The basic idea of valence bond theory is that a covalent bond is formed by the overlap of atomic orbitals. The two electrons of paired spin which are shared by two bonded atoms lie in an atomic orbital of each of the two atoms. The greater the degree of overlap of the atomic orbitals, the greater will be the degree of sharing and the stronger will be the covalent bond between them. The atomic orbitals can be the original atomic orbitals of the atoms, but often the geometry of these orbitals is such that effective overlap cannot occur in the known geometry of the molecule. Under these circumstances, the atomic orbitals on an atom can reconfigure themselves into a different configuration, and the reconfigured orbitals are said to be hybridized.
The hybridization of atomic orbitals approach, when used in this qualitative and descriptive way, gives little information on energy levels within molecules. It is most easily used with molecules consisting of some arrangement about a single atom, i.e. where a single atom is at the center of symmetry of the molecule. The primary reason for qualitative use of this approach is because it gives information on the molecular geometry. This method of linearly combining atomic orbitals is particularly useful when the bonding in a molecule is essentially determined by one of the atoms in it, unlike the case of molecular oxygen where both of the atoms are significantly involved and no atom is located at the center of symmetry of the molecule. (Such molecules are more easily treated using the molecular orbital approach.)
In 1931, the American physical chemist Linus Pauling demonstrated that the wave functions of the electrons in the orbitals of an atom could be combined mathematically (essentially, by adding together the amplitudes of their waveforms in three-dimensional space--which by mutual constructive and destructive interference will give a different three-dimensional configuration), using the equations of waves, to give sets of equivalent Schroedinger wave functions that we now call hybridized atomic orbitals. For many molecules, hybridization gives a set of atomic orbitals that can overlap more effectively with the atomic orbitals on other atoms in the molecule, thus providing an overall molecular structure which has stronger bonds and is lower in energy. While the mathematical treatment of Pauling is beyond our scope, the results of it are most useful in furthering our understanding of the bonding in molecules.

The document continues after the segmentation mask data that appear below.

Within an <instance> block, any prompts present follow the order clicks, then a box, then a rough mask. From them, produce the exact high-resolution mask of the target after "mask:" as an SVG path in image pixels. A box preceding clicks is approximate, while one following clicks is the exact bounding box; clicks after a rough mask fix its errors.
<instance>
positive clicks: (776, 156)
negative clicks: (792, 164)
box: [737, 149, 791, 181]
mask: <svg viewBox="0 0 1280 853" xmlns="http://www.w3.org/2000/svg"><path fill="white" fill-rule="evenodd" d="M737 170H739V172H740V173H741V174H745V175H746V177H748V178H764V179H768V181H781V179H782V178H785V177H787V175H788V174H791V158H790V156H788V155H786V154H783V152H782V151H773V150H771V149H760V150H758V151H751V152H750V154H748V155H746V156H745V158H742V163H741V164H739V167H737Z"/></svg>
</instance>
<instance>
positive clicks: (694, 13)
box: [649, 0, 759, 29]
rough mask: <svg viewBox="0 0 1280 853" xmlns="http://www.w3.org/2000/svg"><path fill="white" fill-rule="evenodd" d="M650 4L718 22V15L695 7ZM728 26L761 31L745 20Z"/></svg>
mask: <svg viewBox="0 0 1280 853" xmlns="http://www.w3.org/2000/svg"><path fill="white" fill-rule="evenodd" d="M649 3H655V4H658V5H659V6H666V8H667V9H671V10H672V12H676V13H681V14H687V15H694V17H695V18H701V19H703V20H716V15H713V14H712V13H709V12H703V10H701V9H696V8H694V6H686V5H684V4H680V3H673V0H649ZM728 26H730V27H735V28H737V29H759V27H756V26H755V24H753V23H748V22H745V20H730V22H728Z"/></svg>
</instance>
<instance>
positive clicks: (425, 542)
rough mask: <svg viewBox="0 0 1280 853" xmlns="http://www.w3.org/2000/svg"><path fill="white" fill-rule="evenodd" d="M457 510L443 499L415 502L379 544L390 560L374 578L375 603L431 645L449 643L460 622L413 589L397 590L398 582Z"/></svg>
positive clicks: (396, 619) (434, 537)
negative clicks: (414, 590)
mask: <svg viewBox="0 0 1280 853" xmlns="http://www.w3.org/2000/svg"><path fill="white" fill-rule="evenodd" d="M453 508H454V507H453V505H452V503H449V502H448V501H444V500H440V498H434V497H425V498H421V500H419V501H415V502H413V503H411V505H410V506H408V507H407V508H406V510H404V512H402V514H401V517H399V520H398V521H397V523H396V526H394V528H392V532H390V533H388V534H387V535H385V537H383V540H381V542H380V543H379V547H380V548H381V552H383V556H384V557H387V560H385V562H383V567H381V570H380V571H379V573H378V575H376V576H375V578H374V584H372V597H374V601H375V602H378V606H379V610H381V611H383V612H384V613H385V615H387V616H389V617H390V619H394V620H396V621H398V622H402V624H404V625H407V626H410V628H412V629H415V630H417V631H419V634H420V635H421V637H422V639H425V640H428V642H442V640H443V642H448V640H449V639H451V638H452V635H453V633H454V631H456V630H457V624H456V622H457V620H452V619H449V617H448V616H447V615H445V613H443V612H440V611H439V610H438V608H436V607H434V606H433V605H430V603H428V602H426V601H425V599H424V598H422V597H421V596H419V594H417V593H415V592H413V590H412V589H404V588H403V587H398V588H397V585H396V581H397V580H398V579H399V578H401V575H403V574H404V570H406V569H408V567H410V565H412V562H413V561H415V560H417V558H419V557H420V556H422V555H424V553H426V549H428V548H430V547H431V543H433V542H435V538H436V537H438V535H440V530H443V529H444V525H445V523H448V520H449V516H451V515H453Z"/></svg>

The principles of the valence bond theory derived from Pauling's analysis can be stated as follows:
In using the hybridization of atomic orbitals approach in this way, we need look only at the empty or half-full orbitals on the central atom. We can look at either the empty or half-full orbitals, not both at the same time. There are only a limited number of types of hybridization commonly found in molecules, and a list is given below. More details of each of them are given in another section.
The hybridization of one s orbital and one p orbital on a central atom gives rise to two sp orbitals. Hybridization as sp gives two orbitals, which are in a linear arrangement, that is, 180o apart. An example of sp hybridization is found in HgCl2 (mercury(II) chloride).
The hybridization of one s orbital and two p orbitals on a central atom gives rise to three sp2 orbitals. Hybridization as sp2 gives three orbitals, which are planar and 120o apart. An example of sp2 hybridization is BCl3.
The hybridization of one s and all three p orbitals on a central atom gives rise to four sp3 orbitals. Hybridization as sp3 gives four identical orbitals, which are aligned in a tetrahedral configuration and so are 109.5o apart. This very common structure is found in CH4, NH3, NH4+, and CCl4; it is the usual hybridization form of singly-bonded carbon atoms in organic compounds.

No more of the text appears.